Over the past year, the combined sales of these 44 brands have reached a total of €1.09bn. This is a 24% jump in just five years since 2017.

These Irish brands, which include Love Irish Food member brands, currently capture 48% of the money spent among the top 100 selling take home grocery brands in Ireland. Some of the Love Irish Food member brands include: Ballygowan, Cadburys Dairy Milk, Cadburys Twirl, Flavahan’s, Glenisk Organic, Keeling, McCambridges, Miwadi and Tayto.

David Berry, managing director, Ireland at Kantar Worldpanel presented the research at the Love Irish Food symposium. Other industry experts included Gerard Brady, head of policy and chief economist, Ibec who will provide a glimpse into the future and what it is likely to bring.

Kieran Rumley, executive director at Love Irish Food, highlighted the importance of consumers continuing to support Irish produce.

“It is concerning to see consumers struggling as grocery prices increase but it is promising to see people continuing to buy Irish produced food brands as part of the weekly shop,” Rumley said.

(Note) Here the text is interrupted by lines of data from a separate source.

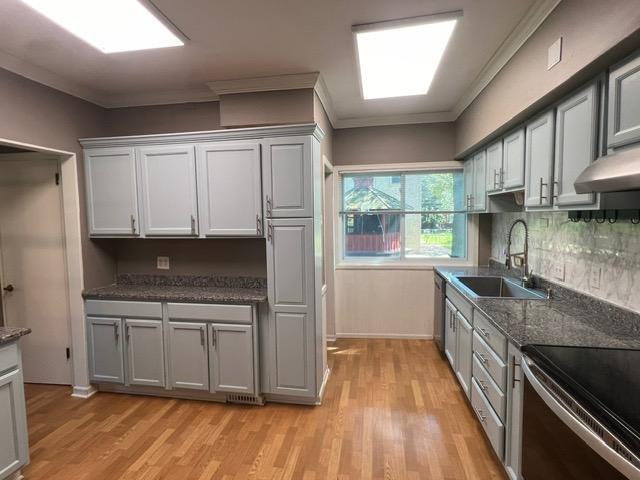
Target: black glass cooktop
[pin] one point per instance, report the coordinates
(605, 381)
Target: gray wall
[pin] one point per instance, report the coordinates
(433, 142)
(589, 29)
(582, 248)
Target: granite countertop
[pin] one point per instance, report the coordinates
(9, 334)
(568, 318)
(183, 288)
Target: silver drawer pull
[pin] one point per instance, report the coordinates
(481, 415)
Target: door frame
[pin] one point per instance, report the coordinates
(70, 194)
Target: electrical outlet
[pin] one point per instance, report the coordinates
(162, 263)
(557, 270)
(595, 275)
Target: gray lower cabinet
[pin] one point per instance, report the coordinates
(105, 345)
(513, 450)
(539, 144)
(231, 359)
(14, 450)
(145, 352)
(624, 103)
(464, 337)
(188, 355)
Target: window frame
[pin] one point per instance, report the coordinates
(400, 262)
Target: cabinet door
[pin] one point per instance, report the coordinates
(229, 189)
(464, 336)
(188, 356)
(112, 202)
(288, 177)
(106, 361)
(480, 181)
(513, 451)
(539, 161)
(231, 359)
(494, 167)
(513, 151)
(168, 190)
(290, 269)
(624, 104)
(576, 145)
(469, 183)
(450, 340)
(145, 352)
(14, 446)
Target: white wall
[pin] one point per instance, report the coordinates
(384, 303)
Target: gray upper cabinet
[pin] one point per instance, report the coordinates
(514, 162)
(231, 359)
(576, 144)
(13, 423)
(539, 160)
(145, 352)
(105, 349)
(168, 190)
(188, 355)
(112, 203)
(288, 177)
(479, 198)
(494, 167)
(229, 189)
(624, 104)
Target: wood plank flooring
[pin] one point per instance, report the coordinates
(392, 411)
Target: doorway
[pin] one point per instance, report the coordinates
(33, 264)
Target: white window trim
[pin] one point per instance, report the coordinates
(399, 264)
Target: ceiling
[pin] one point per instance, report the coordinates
(255, 38)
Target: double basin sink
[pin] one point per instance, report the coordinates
(495, 287)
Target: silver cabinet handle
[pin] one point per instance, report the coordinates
(542, 184)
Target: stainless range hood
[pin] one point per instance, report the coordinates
(619, 172)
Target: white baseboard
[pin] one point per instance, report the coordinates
(394, 336)
(83, 392)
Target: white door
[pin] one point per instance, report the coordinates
(33, 264)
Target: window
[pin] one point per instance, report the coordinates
(403, 215)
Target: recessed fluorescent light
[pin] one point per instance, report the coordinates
(400, 58)
(109, 25)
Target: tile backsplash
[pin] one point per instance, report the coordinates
(602, 260)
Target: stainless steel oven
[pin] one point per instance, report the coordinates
(562, 440)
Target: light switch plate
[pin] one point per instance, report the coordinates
(595, 274)
(555, 54)
(557, 270)
(162, 263)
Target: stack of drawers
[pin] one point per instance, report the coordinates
(489, 383)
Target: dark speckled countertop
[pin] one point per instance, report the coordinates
(568, 318)
(9, 334)
(182, 288)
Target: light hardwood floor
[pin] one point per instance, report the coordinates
(392, 410)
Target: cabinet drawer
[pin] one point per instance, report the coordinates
(496, 398)
(112, 308)
(218, 313)
(8, 357)
(462, 304)
(490, 334)
(490, 422)
(490, 361)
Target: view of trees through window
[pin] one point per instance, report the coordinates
(404, 215)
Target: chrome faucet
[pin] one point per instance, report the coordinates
(522, 256)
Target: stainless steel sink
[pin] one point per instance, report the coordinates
(496, 287)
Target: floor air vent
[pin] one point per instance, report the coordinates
(246, 399)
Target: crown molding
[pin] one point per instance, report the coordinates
(532, 20)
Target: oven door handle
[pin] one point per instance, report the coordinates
(596, 443)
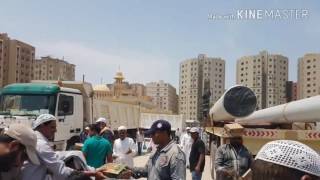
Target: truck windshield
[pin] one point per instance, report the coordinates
(25, 105)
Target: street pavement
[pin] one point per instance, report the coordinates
(140, 161)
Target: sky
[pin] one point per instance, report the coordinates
(148, 39)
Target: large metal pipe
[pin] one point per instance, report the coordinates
(238, 101)
(304, 110)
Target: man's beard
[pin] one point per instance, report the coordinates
(8, 161)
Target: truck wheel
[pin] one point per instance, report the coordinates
(71, 142)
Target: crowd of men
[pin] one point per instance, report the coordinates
(27, 153)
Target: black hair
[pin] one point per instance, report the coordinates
(95, 127)
(47, 123)
(5, 138)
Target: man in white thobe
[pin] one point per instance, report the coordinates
(50, 164)
(124, 148)
(186, 144)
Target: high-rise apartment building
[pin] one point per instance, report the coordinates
(16, 60)
(163, 95)
(309, 75)
(266, 74)
(199, 76)
(48, 68)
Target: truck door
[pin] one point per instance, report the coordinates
(65, 113)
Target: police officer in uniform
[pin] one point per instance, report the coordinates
(168, 162)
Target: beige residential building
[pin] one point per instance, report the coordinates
(16, 59)
(309, 75)
(266, 74)
(197, 76)
(48, 68)
(163, 95)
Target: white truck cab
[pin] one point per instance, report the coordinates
(23, 102)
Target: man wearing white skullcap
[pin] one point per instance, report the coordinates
(284, 160)
(45, 127)
(124, 148)
(105, 132)
(17, 144)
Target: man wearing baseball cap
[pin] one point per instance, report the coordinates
(17, 144)
(168, 162)
(105, 132)
(232, 159)
(51, 166)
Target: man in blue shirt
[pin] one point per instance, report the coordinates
(96, 149)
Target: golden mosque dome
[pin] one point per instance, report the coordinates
(119, 75)
(101, 87)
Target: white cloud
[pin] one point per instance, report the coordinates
(96, 64)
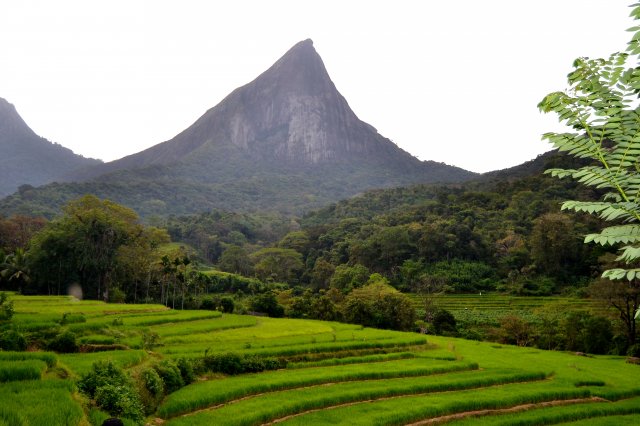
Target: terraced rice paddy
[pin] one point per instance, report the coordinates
(337, 373)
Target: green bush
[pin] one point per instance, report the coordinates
(120, 400)
(232, 363)
(11, 340)
(65, 342)
(227, 304)
(151, 389)
(152, 382)
(68, 318)
(186, 370)
(444, 322)
(102, 373)
(170, 374)
(208, 304)
(266, 303)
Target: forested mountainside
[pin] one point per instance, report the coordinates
(286, 142)
(28, 159)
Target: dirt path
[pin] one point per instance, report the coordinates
(444, 419)
(255, 395)
(514, 409)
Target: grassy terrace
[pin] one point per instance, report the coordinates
(336, 374)
(503, 303)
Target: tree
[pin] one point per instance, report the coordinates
(601, 108)
(84, 243)
(278, 264)
(14, 269)
(236, 260)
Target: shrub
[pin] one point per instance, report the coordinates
(267, 303)
(170, 374)
(6, 308)
(227, 304)
(186, 370)
(11, 340)
(634, 350)
(64, 343)
(232, 363)
(151, 389)
(208, 304)
(444, 322)
(102, 373)
(120, 400)
(68, 318)
(152, 382)
(150, 339)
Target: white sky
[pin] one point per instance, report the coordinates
(451, 81)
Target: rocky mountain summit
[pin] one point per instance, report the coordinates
(286, 141)
(28, 159)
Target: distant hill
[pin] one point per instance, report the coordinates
(288, 141)
(26, 158)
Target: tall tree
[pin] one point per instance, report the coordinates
(84, 243)
(601, 107)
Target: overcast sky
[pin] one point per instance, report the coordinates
(450, 81)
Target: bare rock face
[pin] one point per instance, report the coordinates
(294, 111)
(292, 114)
(286, 141)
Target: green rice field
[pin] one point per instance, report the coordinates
(332, 373)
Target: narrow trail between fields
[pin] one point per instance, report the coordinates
(348, 404)
(514, 409)
(255, 395)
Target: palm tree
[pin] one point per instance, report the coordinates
(14, 269)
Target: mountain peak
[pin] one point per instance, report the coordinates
(26, 158)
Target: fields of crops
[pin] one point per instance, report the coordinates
(333, 373)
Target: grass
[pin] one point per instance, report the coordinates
(352, 360)
(11, 371)
(204, 394)
(49, 358)
(81, 363)
(40, 402)
(399, 411)
(276, 405)
(337, 373)
(560, 414)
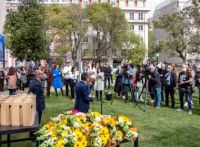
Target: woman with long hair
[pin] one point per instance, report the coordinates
(57, 81)
(23, 77)
(73, 81)
(12, 81)
(99, 83)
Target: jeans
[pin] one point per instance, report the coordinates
(138, 92)
(169, 91)
(181, 98)
(67, 84)
(199, 93)
(99, 93)
(12, 91)
(107, 78)
(157, 93)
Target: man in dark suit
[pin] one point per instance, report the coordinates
(170, 83)
(83, 97)
(36, 88)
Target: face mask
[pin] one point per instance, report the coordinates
(184, 69)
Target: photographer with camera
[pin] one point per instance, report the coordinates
(185, 88)
(154, 80)
(170, 81)
(127, 80)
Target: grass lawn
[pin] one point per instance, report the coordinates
(164, 127)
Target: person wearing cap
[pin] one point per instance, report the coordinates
(2, 76)
(36, 88)
(66, 74)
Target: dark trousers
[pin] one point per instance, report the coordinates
(12, 91)
(49, 89)
(125, 89)
(107, 78)
(67, 84)
(151, 92)
(1, 84)
(72, 87)
(199, 93)
(181, 98)
(111, 78)
(162, 93)
(99, 93)
(40, 116)
(169, 91)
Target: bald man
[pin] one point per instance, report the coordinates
(35, 87)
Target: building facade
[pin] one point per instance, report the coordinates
(170, 7)
(136, 13)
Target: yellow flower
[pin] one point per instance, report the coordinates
(47, 126)
(78, 144)
(97, 114)
(105, 130)
(53, 135)
(121, 134)
(64, 133)
(60, 143)
(78, 133)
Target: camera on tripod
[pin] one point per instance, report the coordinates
(146, 71)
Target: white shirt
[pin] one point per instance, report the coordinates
(66, 71)
(73, 76)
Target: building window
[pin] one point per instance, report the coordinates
(94, 39)
(103, 1)
(85, 40)
(131, 16)
(74, 1)
(88, 53)
(94, 1)
(141, 39)
(54, 1)
(141, 16)
(141, 27)
(113, 3)
(132, 27)
(85, 3)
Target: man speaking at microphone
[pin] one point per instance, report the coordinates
(83, 96)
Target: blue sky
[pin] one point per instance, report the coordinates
(152, 4)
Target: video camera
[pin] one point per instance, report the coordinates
(147, 71)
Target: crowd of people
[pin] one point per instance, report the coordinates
(162, 80)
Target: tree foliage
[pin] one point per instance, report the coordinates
(26, 32)
(108, 22)
(133, 49)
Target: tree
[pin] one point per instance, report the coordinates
(26, 32)
(179, 29)
(151, 44)
(108, 22)
(133, 48)
(68, 24)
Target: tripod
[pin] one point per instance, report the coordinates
(146, 86)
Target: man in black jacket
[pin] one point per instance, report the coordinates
(2, 76)
(170, 81)
(36, 88)
(154, 79)
(107, 73)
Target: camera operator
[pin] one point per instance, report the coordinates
(170, 82)
(185, 88)
(154, 80)
(162, 71)
(127, 80)
(197, 79)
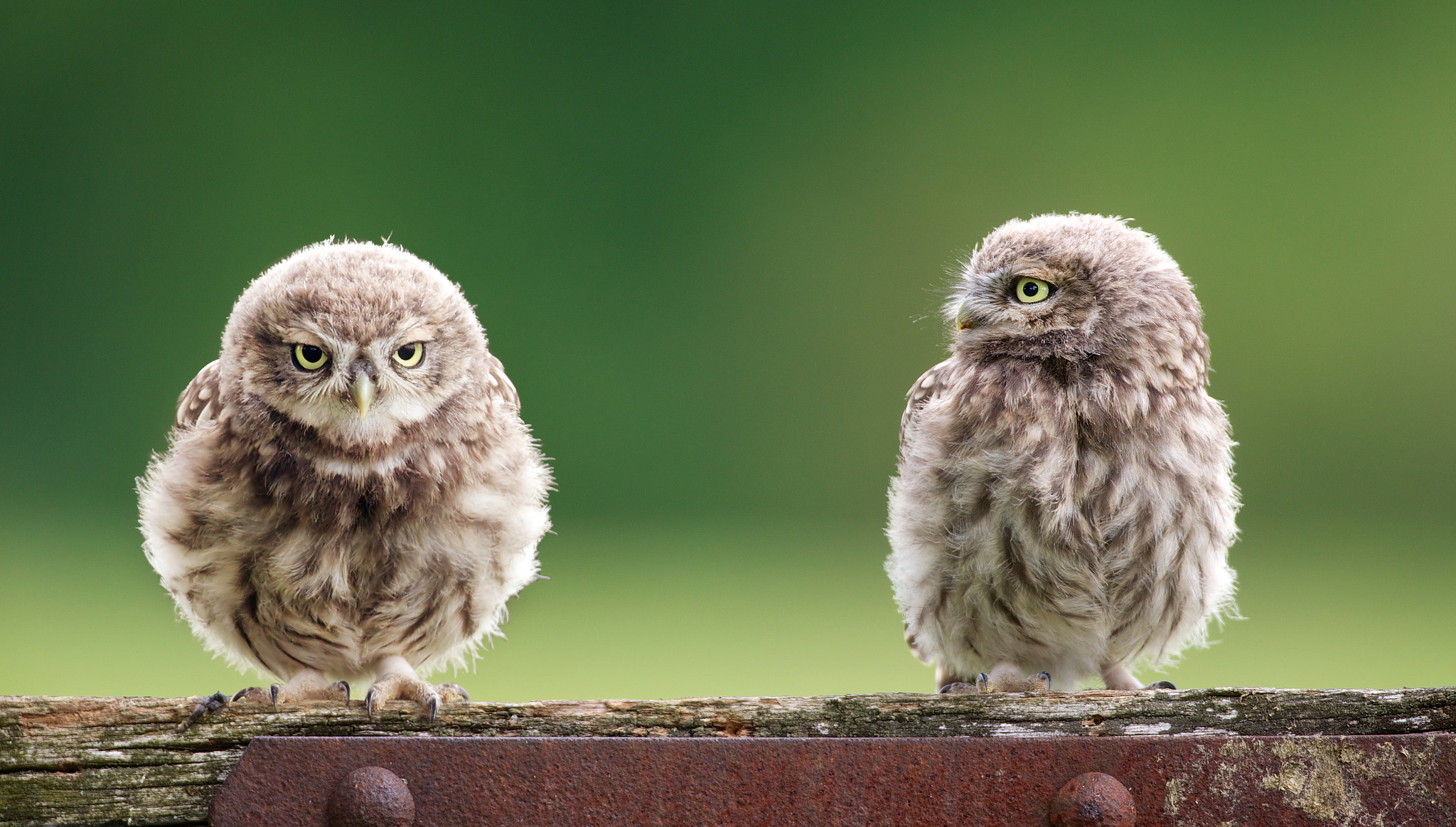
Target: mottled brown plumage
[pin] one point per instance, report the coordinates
(350, 488)
(1065, 497)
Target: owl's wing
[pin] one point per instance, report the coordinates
(200, 401)
(498, 382)
(921, 393)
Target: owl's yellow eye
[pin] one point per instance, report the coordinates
(309, 357)
(410, 354)
(1032, 290)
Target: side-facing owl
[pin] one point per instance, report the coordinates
(350, 488)
(1065, 498)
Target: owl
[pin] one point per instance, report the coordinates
(350, 489)
(1064, 503)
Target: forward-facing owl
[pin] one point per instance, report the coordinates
(350, 489)
(1065, 497)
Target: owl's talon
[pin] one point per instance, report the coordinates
(210, 703)
(255, 695)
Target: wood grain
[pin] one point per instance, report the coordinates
(122, 760)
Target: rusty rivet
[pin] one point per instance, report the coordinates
(1094, 800)
(372, 797)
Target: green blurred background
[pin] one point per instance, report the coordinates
(710, 243)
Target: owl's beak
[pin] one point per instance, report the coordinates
(361, 390)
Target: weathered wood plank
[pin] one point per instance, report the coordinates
(122, 760)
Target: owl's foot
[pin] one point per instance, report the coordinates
(398, 681)
(1118, 678)
(210, 703)
(308, 685)
(1005, 678)
(1008, 678)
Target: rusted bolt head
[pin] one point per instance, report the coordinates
(1093, 800)
(372, 797)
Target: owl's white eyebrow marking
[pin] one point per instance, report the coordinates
(415, 331)
(301, 337)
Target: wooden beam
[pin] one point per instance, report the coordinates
(122, 760)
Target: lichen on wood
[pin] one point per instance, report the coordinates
(122, 760)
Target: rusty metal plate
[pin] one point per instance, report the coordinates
(906, 782)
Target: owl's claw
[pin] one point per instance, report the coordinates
(958, 688)
(257, 695)
(304, 686)
(398, 681)
(210, 703)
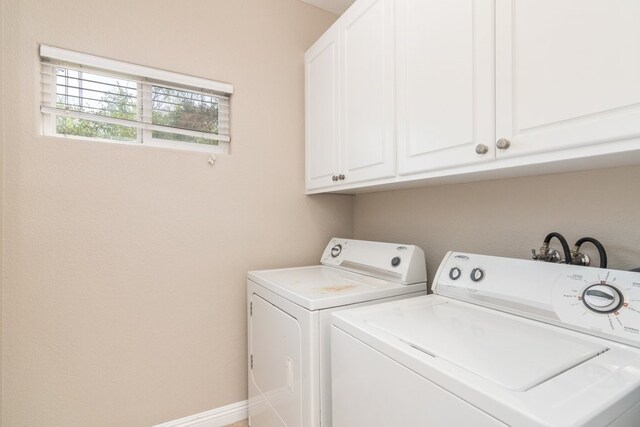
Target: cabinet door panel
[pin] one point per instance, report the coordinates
(567, 73)
(367, 93)
(322, 112)
(445, 76)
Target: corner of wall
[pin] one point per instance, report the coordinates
(1, 194)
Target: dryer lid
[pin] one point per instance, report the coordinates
(318, 287)
(512, 352)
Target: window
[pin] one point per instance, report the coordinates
(97, 98)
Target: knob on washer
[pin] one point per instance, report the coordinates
(455, 273)
(602, 298)
(335, 251)
(477, 274)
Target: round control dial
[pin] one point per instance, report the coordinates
(477, 274)
(335, 251)
(602, 298)
(455, 273)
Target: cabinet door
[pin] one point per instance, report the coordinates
(368, 141)
(568, 73)
(321, 111)
(445, 75)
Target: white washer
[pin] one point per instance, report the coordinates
(502, 342)
(289, 320)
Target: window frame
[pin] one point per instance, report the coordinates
(146, 78)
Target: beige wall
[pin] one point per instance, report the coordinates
(124, 292)
(1, 194)
(511, 216)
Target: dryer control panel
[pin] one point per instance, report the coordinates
(390, 261)
(601, 302)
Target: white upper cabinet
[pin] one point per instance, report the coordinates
(445, 83)
(321, 111)
(367, 71)
(409, 91)
(568, 73)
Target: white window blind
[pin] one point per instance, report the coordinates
(92, 97)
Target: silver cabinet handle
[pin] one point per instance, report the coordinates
(482, 149)
(503, 144)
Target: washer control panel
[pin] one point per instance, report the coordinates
(601, 302)
(604, 301)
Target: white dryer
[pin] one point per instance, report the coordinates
(289, 319)
(501, 342)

“Despite the pressure on households’ spend, brands still dominate the share of the grocery basket in Irish households,” he added. “Buying more Irish-made products helps Irish businesses survive and protects Irish jobs, which is critical in the current climate and will be crucial in food security and driving economic recovery.”

Meanwhile, Natasha Adams, CEO of Tesco Ireland, said that working with small and medium local Irish suppliers has “never felt so important” as now.

“With household budgets under increasing pressure we are absolutely committed to helping our customers, by keeping a laser focus on the cost of the weekly shop,” Adams said.

“Working with over 500 small and medium local Irish suppliers has never felt more important as we navigate these challenges together. We are proud to sell almost 70% of Love Irish Food member products across Tesco stores nationwide, and we are committed to continuing to focus on supporting Irish and local food suppliers throughout 2023,” she added.